October 1959: Beverly Hills Hotel, Los Angeles
She’s nervous with anticipation, waiting for Arthur to return, to hear if Arthur’s convinced him to take the part. They’re staying at a hotel on the coast, and she hasn’t left the living room all day, limiting herself to one pill that’s done nothing. Once Arthur finally comes through the door, she says, Tell me everything. Demands it. She wants to know what Clark Gable said. Did he say he’ll do the picture? After Huston signed on to the movie, Arthur was brought out to Los Angeles to try to close the deal with Gable. She paces across the hotel room. Takes hold of the curtains. The light is bringing on a headache. She takes one last look in the direction of the Pacific—she’s watched those waves her whole life, drifting out and then roaring right back. But the beach is almost eight miles away; it can’t deliver any solace. She yanks the curtains shut with unexpected force.

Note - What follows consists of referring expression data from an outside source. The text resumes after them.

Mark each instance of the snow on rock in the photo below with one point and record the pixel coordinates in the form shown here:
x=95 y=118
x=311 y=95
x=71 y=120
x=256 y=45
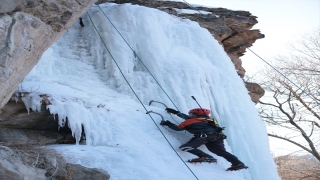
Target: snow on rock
x=85 y=85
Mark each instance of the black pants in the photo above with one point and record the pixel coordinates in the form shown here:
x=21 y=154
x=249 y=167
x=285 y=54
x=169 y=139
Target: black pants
x=214 y=146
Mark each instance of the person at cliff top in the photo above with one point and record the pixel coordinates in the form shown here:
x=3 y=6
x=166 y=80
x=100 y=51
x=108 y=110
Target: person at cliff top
x=206 y=131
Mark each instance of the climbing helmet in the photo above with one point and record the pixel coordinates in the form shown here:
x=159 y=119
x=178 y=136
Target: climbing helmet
x=199 y=111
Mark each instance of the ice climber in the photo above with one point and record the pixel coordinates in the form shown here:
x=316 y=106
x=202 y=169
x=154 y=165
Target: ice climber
x=206 y=131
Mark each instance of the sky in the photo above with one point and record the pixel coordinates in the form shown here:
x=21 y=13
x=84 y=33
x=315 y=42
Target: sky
x=160 y=60
x=283 y=23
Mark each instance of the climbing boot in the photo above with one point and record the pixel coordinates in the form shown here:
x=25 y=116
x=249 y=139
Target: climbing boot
x=203 y=159
x=237 y=167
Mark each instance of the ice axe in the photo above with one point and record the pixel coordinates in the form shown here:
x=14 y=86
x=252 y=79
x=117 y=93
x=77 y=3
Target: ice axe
x=157 y=102
x=198 y=104
x=162 y=118
x=164 y=106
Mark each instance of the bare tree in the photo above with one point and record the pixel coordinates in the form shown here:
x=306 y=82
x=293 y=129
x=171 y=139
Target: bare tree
x=292 y=100
x=298 y=167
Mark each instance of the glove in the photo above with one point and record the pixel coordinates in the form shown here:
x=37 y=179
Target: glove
x=169 y=110
x=165 y=123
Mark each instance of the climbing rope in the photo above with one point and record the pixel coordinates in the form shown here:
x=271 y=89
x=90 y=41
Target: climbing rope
x=137 y=57
x=138 y=97
x=242 y=44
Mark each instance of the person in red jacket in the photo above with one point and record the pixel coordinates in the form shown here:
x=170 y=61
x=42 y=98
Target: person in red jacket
x=206 y=131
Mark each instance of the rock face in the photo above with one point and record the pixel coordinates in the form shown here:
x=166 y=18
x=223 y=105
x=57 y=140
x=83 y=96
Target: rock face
x=29 y=27
x=26 y=34
x=231 y=28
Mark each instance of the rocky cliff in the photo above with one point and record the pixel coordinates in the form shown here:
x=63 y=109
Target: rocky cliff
x=29 y=27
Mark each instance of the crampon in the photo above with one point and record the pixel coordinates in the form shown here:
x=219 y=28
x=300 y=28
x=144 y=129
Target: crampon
x=202 y=159
x=237 y=167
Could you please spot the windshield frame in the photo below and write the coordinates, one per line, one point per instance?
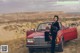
(37, 29)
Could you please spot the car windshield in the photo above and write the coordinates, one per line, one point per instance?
(44, 26)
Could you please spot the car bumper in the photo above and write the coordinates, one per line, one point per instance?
(40, 46)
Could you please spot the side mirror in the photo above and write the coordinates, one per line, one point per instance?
(33, 29)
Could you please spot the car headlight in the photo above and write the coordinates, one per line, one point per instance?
(30, 40)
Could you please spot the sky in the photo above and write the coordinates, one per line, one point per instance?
(12, 6)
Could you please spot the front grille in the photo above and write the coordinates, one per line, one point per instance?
(40, 41)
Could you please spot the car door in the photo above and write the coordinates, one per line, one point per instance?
(70, 33)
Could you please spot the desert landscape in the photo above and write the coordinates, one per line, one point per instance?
(13, 29)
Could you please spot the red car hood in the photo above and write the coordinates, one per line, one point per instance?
(36, 35)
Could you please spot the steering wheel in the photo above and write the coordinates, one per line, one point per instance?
(55, 29)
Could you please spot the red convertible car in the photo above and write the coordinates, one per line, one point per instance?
(36, 38)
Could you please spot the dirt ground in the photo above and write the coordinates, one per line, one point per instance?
(14, 34)
(18, 45)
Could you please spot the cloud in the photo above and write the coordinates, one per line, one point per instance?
(9, 6)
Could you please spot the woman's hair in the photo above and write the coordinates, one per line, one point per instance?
(56, 16)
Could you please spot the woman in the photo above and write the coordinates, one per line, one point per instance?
(54, 29)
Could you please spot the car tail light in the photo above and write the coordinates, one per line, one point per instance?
(57, 40)
(30, 41)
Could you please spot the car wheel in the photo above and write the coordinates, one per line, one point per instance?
(61, 45)
(31, 50)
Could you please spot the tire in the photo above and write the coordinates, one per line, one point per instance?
(31, 50)
(61, 45)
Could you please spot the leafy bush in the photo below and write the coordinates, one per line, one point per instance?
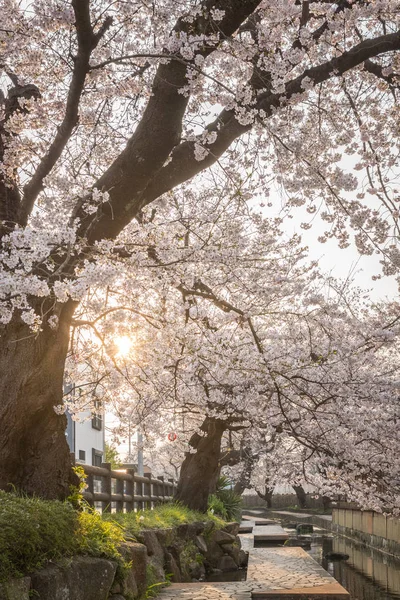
(34, 531)
(164, 516)
(225, 502)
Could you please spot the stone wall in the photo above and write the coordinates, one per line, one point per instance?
(279, 501)
(372, 528)
(184, 553)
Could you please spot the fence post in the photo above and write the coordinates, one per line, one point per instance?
(160, 489)
(120, 489)
(106, 488)
(147, 489)
(171, 490)
(139, 492)
(130, 490)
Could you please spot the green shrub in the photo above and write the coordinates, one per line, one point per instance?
(164, 516)
(225, 502)
(33, 531)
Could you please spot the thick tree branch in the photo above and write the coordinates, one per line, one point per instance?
(184, 166)
(87, 42)
(159, 130)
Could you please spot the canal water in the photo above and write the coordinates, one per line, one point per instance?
(367, 574)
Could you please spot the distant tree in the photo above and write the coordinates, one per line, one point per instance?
(113, 111)
(112, 456)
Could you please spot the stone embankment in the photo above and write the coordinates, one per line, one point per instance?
(187, 552)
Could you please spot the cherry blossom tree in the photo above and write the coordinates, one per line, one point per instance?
(108, 108)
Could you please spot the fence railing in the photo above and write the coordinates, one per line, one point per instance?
(125, 490)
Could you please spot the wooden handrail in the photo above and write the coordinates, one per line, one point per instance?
(133, 492)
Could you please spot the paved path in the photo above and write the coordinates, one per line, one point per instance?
(270, 533)
(247, 526)
(273, 573)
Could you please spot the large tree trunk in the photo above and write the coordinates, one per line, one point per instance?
(244, 479)
(301, 495)
(34, 454)
(200, 469)
(267, 493)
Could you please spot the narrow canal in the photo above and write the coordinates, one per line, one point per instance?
(367, 575)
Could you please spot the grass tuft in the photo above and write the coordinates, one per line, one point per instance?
(162, 517)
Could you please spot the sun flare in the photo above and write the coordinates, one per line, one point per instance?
(124, 344)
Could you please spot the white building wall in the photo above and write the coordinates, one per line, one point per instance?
(88, 439)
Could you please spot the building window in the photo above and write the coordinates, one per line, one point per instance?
(97, 457)
(97, 417)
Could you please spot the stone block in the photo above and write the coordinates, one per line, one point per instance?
(243, 558)
(226, 563)
(135, 581)
(150, 540)
(201, 544)
(171, 568)
(222, 538)
(195, 528)
(304, 528)
(233, 551)
(232, 528)
(214, 553)
(15, 589)
(82, 578)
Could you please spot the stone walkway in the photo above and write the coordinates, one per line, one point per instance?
(272, 574)
(270, 533)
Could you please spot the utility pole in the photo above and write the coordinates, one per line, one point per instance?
(140, 454)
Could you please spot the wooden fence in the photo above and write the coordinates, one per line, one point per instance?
(124, 491)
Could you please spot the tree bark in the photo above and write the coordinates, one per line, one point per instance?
(243, 481)
(200, 469)
(267, 494)
(34, 454)
(301, 495)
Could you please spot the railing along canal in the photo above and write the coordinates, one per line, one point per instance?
(125, 490)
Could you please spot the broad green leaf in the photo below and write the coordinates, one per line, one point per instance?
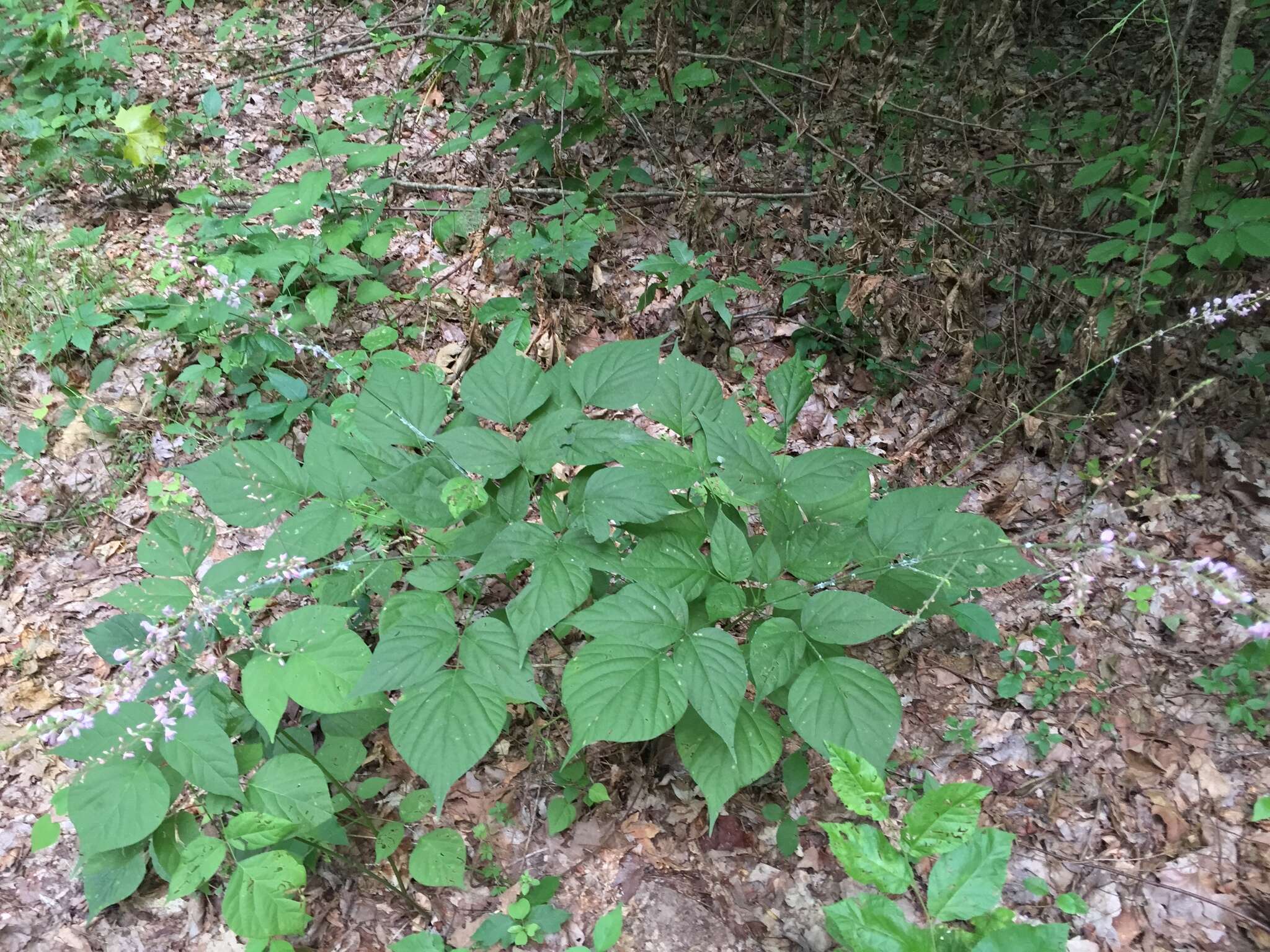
(646, 679)
(776, 654)
(868, 857)
(668, 563)
(399, 407)
(716, 769)
(445, 725)
(967, 881)
(438, 860)
(1021, 937)
(841, 700)
(248, 483)
(683, 390)
(637, 614)
(858, 783)
(746, 467)
(294, 787)
(144, 135)
(112, 876)
(505, 386)
(789, 387)
(943, 819)
(561, 583)
(332, 467)
(624, 495)
(616, 376)
(263, 896)
(324, 658)
(202, 753)
(175, 545)
(848, 619)
(198, 863)
(491, 650)
(729, 549)
(713, 673)
(874, 923)
(117, 804)
(315, 531)
(481, 451)
(902, 521)
(255, 831)
(265, 691)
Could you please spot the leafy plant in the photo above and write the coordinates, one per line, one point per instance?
(962, 888)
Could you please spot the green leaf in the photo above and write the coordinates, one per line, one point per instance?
(868, 857)
(294, 787)
(492, 651)
(202, 754)
(561, 815)
(858, 783)
(175, 545)
(713, 673)
(874, 923)
(683, 390)
(943, 819)
(609, 930)
(1021, 937)
(248, 483)
(321, 302)
(616, 376)
(637, 614)
(670, 563)
(967, 881)
(746, 467)
(144, 135)
(198, 863)
(848, 619)
(716, 769)
(849, 701)
(445, 725)
(45, 833)
(438, 860)
(255, 831)
(624, 495)
(117, 804)
(265, 691)
(399, 407)
(112, 876)
(505, 386)
(263, 896)
(904, 519)
(729, 549)
(324, 658)
(644, 678)
(789, 386)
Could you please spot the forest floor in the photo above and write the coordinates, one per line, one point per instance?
(1142, 806)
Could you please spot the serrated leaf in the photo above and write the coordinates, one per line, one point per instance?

Arthur tells her it went well. “Actually,” he says, “better than well.”
She says you wouldn’t know by his face.
“It was just a lot,” Arthur says. “In a way I’m not accustomed to.”
“But he said yes?”
“It took a lot of convincing.”
“So he agreed?”
“He said he thought it was supposed to be a Western, but that he realized it wasn’t, and that he was confused and really didn’t know what to make of it.”
“What did you tell him?”
“I didn’t know what to say. I got tongue-tied. I just kept looking at him, thinking that this man is Gay Langland, and wondering how I could make him understand that, Western or not.”
She sits down on the sofa
, then springs back up. She just wants the end of the story.
He continues, “I told him it was an Eastern Western, and he kind of laughed, and I got more flustered, saying it wasn’t about good guys and bad guys, or the evil within the good guys, and all those various genre conventions, but that it was existential, about how the so-called meaninglessness in our lives takes us to where we end up. And to tell you the truth, Marilyn, I had to stop talking after a while, because I wasn’t quite sure what I was talking about anymore.”